Луи Кастор не понял и половины сказанного, но был исключительно тронут расположением Дольского.
— Иван Степанович, мы не с пустыми руками, — сообщил Громов. — Помните, я говорил о письме?
— Как же, как же! — всплеснул руками Дольский. — Письмо Петра Алексеевича Бобрищева к брату Павлу. Отлично помню. Жаль, что копия. Так бы пригодилось для экспозиции.
— Ничего, — заверил Громов. — Распечатаем на цветном принтере, будет как настоящее.
— Пгошу вас, — Кастор вынул из кармана флешку и протянул Дольскому.
— Увольте, голубчик, — замахал руками Иван Степанович, — я — человек из прошлого. Мой удел — перо и бумага.
— Как человек сегодняшний… Позвольте? — Громов достал и включил смартфон, деловито завладел флешкой, и вскоре на экране появилось изображение листка бумаги, снятого с двух сторон.
Дольский покосился через очки на чудо техники и покачал головой.
— Нет, не для моих глаз. Читайте-ка вы, Илья Евгеньевич, — обратился он к Громову.
Громов начал читать:
Дорогой брат, пишу к тебе с отчаянным сомнением в сердце: увидимся ли мы под этим небом.
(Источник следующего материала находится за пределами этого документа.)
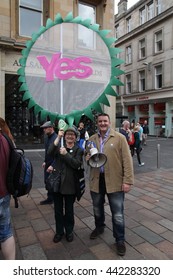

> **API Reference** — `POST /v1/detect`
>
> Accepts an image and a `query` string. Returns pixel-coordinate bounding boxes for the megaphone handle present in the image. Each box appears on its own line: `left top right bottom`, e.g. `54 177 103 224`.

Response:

Дела в губернии обстоят хуже некуда. Днями был в имении обыск. Вывезли всё подчистую — и посуду и картины со стен, и мебель. Таков нынче порядок в России. Называется сей грабёж экспроприацией. Кабы всё это на дело пошло, я так бы не сокрушался. Только растащат всё да пропьют, горлопаны проклятые. Последние времена, Павлуша, отчизна наша любезная доживает.
Впрочем, сами в том виноваты — свободы и равенства, видишь ли, захотелось.
Liberté et égalité.
Вот и вляпались в эту либерте по самое причинное место.
Но, пишу тебе, Павлуша, вовсе и не об этом. Помнишь, подарок папенькин, что нам мать передала на шестнадцатилетие? Его и ещё кое-какие безделицы припрятал я в тайном месте. Ежели, не судьба нам свидеться, знай, что всё схоронено в графском пруду, аккурат там, где тебя в детстве за ногу до крови рак цапнул. Это место показал я и на холсте, что передаст тебе надежнейший человек. Художник я, право, никудышный, да и само полотно, как ты должен помнить, отроком мной написано, то есть, без мастерства достойного, но берёзки на берегу те самые остальное в догадках твоих не нуждается. На том, обнимаю тебя, брат Павлуша, и уповаю на небеса, чтобы судьба была к тебе милостива.
P.S.
К письму прилагаю список того, что мне удалось спасти:
— кулон аметистовый в золоте;
— колье жемчужное с подвесками;
— серьги жемчужные (в виде капель);
— браслет «Серебряная ящерка» с изумрудами;
— табакерка, золото, перламутр, рубины;
— ложка именная, золото, бриллиантовая крошка;
— стопка именная, золото, рубины, шпинель;
— бриллианты разного достоинства — 27 шт (всего 32 карата);
— изумруды уральские необработанные (фунт с четвертью);
— империалы золотые — 12 шт.;
— орден Святой Анны 2-й степени;
— орден Святого Станислава.
Всё упаковано по-отдельности и сложено в медный сундук, отчего вес его получился не менее трёх пудов. «Девочку», подаренную нам тятей, поклал я в отдельный ларь.
Закончив чтение, Громов оглядел слушателей. Дольский блаженно и рассеянно улыбался.
— Подумать только, — покачал он головой. — Строки столетней давности. А каков слог, господа! Сколько сострадания по отчизне!
Луи Кастор молчал, с вежливой улыбкой глядя то на Дольского, то на чтеца.
— Слушайте, вы представляете себе размер клада? — проговорил Громов, ещё раз глазами пробежав список. — Бриллианты, изумруды, золото… Это же огромные суммы!